En parallèle de la grève pour les salaires et les conditions de travail, les aiguilleurs et aiguilleuses du Bourget se sont également mobilisés en nombre dans le cadre du mouvement contre la réforme des retraites. Le lien entre les deux était évident : « ça s’est fait dans la continuité, raconte Morad. On part d’une contestation locale où on pense à son quotidien, on veut que l’avenir soit meilleur non seulement pour soi-même mais aussi pour les autres, ses enfants et ses proches. On ne veut pas attendre la retraite pour profiter de notre vie, alors que beaucoup sont morts au lendemain de leur retraite. »

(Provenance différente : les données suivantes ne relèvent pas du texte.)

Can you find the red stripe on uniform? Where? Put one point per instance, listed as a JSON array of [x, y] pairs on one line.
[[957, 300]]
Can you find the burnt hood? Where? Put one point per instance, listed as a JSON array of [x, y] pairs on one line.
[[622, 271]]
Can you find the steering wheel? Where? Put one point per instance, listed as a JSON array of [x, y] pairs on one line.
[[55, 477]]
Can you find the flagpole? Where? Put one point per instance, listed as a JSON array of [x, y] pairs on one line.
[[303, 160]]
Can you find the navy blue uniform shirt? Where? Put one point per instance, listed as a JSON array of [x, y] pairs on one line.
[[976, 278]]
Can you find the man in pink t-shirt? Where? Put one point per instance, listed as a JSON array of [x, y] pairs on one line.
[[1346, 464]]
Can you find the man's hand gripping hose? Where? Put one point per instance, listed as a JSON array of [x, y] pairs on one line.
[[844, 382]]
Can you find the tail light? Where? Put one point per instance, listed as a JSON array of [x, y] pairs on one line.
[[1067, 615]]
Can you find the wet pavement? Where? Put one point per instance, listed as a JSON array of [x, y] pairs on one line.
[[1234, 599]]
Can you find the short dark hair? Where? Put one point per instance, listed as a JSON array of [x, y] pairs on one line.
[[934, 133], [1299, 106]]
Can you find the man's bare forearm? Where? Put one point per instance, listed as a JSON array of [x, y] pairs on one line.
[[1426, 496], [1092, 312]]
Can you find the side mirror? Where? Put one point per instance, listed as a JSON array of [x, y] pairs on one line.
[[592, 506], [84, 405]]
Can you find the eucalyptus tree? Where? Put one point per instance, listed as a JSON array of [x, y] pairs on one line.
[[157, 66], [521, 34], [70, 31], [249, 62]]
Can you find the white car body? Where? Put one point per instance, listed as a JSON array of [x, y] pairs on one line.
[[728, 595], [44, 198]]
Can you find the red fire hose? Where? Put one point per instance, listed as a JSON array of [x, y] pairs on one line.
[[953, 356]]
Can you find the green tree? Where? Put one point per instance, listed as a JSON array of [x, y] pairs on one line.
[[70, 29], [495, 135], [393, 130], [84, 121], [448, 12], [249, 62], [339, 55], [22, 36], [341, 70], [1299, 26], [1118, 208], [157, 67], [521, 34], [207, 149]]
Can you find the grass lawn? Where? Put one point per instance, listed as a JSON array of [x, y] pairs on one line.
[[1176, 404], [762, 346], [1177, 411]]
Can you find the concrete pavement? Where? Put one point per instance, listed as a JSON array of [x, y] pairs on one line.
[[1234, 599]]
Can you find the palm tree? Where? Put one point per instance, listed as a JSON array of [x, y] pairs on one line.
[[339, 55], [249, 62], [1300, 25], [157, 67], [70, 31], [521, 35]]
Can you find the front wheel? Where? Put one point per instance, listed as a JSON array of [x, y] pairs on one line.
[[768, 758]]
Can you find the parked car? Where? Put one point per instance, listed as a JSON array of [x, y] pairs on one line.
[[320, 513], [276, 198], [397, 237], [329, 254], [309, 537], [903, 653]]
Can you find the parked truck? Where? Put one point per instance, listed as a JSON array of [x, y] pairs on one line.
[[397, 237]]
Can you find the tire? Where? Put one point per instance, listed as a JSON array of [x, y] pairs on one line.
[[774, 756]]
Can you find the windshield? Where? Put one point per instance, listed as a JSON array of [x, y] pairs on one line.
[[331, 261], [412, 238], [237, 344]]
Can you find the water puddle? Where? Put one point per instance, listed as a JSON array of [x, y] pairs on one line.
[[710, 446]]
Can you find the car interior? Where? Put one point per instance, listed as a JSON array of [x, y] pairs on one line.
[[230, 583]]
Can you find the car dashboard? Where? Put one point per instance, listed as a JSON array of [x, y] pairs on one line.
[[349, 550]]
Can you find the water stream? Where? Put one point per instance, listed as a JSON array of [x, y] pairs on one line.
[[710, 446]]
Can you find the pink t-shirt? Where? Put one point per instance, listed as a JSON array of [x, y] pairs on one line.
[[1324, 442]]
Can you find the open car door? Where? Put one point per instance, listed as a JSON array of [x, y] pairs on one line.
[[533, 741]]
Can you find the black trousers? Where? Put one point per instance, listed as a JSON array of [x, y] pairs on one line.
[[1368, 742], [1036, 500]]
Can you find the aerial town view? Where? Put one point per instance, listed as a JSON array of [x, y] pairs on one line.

Face à des conditions de travail toujours plus dures et des salaires qui ne suivent pas, se battre pour le retrait de la réforme n’était pas non plus suffisant, et la grève locale mettait sur la table ces revendications essentielles. Pour Anasse Kazib, cheminot au Bourget, cette grève « est la démonstration qu’il est possible d’arracher des augmentations de salaire tout en luttant sur les retraites ». « Tout cela est lié, affirme Morad, la casse de l’ouvrier se fait au niveau local et national. Le combat qu’on mène à la SNCF est celui que des millions de personnes mènent face à Macron et ce gouvernement qui veut nous faire travailler plus longtemps. »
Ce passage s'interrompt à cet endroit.